LEST WE ARE misunderstood or misinterpreted as being struck in the past, condoning and fanning the flames of corruption and impunity, let’s once again state that there is nothing wrong with prosecuting corrupt officials, even if they be former or current officials. By hundred percent, we support a vigorous fight against corruption which is so endemic that it constitutes the near-invincible enemy and foremost cancer eating the fabric of our body politic. In fact, all the lamentations of “witch-hunt” and calls for national peace and reconciliation at the expense of accountability and good governance don’t resonate with us. Like all other well-meaning citizens, we want justice, we want accountability, we want an uncompromising war against corruption, that “public enemy number one” as former President Sirleaf used to say.

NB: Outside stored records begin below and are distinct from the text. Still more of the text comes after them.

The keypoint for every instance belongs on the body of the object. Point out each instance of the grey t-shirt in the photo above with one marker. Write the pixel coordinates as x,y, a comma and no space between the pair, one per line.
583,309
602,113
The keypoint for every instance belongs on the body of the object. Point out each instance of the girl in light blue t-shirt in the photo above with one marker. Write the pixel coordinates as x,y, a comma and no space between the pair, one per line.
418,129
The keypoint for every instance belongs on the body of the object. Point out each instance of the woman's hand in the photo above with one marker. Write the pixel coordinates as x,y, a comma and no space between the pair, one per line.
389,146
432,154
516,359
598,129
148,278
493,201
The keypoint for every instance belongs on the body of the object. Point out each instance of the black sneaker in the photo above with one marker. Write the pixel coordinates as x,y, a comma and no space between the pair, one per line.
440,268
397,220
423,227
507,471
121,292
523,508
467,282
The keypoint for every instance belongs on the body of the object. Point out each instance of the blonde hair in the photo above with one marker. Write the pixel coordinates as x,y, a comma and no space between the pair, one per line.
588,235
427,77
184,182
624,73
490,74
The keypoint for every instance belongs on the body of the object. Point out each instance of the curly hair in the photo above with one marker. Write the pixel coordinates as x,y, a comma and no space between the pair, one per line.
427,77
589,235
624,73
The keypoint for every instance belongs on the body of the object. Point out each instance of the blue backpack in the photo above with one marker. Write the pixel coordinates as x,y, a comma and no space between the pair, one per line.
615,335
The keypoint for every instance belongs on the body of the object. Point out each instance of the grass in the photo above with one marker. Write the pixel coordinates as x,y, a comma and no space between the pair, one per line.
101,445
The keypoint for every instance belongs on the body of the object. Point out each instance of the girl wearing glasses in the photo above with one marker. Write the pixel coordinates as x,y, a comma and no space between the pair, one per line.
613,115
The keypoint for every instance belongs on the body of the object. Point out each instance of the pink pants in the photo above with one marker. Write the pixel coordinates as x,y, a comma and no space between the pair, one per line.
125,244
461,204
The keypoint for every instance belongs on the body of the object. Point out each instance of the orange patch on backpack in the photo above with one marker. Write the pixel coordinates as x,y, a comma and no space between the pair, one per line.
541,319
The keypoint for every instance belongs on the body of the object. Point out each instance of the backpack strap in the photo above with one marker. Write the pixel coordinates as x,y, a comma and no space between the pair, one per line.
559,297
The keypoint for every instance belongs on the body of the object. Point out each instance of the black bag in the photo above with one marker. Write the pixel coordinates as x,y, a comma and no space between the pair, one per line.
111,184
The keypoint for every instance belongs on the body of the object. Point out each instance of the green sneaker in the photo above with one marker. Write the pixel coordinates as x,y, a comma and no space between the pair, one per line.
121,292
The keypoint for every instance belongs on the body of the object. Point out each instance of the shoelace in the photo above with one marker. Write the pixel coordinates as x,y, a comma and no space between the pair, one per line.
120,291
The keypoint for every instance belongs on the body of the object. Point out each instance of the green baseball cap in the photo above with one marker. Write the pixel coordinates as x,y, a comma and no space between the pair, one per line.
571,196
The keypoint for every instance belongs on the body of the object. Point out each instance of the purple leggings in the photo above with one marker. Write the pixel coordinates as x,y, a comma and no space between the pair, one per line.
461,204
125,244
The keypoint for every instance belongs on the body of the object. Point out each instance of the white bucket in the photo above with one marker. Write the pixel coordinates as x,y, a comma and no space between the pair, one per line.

HOWEVER, THERE IS something else that we condemn, that we don’t want. We don’t want the Boakai government – or any government now and in the future – to professed begin prosecuting the war on impunity, corruption and all other crimes at the expense of the rule of law; in contravention of and in trampling upon the Constitution of this country, something that is showing face all over the place right now.
IN A DEMOCRACY, the pursuit of any national objective must be grounded in an unshakable respect for and adherence to good governance practices and precepts firmly articulated by the rule of law. As Meles Zenawi, former President of Ethiopia put it, “The rule of law is the basis for any democracy. And without the rule of law in democracy, you have chaos.”
LET US THEREFORE state unequivocally that President Boakai’s continual fragrant disregard for the rule of law—flouting legislations protecting tenured officials, removing them and replacing them arbitrarily; for appointing ‘acting officials’ almost permanently without legislative approbation that comes with confirmation of appointed officials; for rounding up accused persons without arraigning them according to established judicial procedures, sinisterly sending them to jail without jury indictment, and weaponizing legal bond processes—is condemnable. It is a recipe for ungovernability.
WHILE LIBERIA MAY not be a model for good governance, our governance system espouses established laws, best practices and procedures that are sufficient and credible not only to embark upon any form of critical reform and transformation, but also to uphold the state from relapse into the dark days of chaos and disorder. To ignore these civilized precepts as the Boakai administration is doing, pursuing goals that only appeal to egos or selfish ends, is totally unacceptable and must stop.
IN SHORT, WE say to President Boakai and his government: fight corruption. Fight graft. Dismiss and appoint officials. But do so within the ambit of the Constitution and all other laws of Liberia. Or take responsibility for eventualities that might attend the torpedoing of the law by you.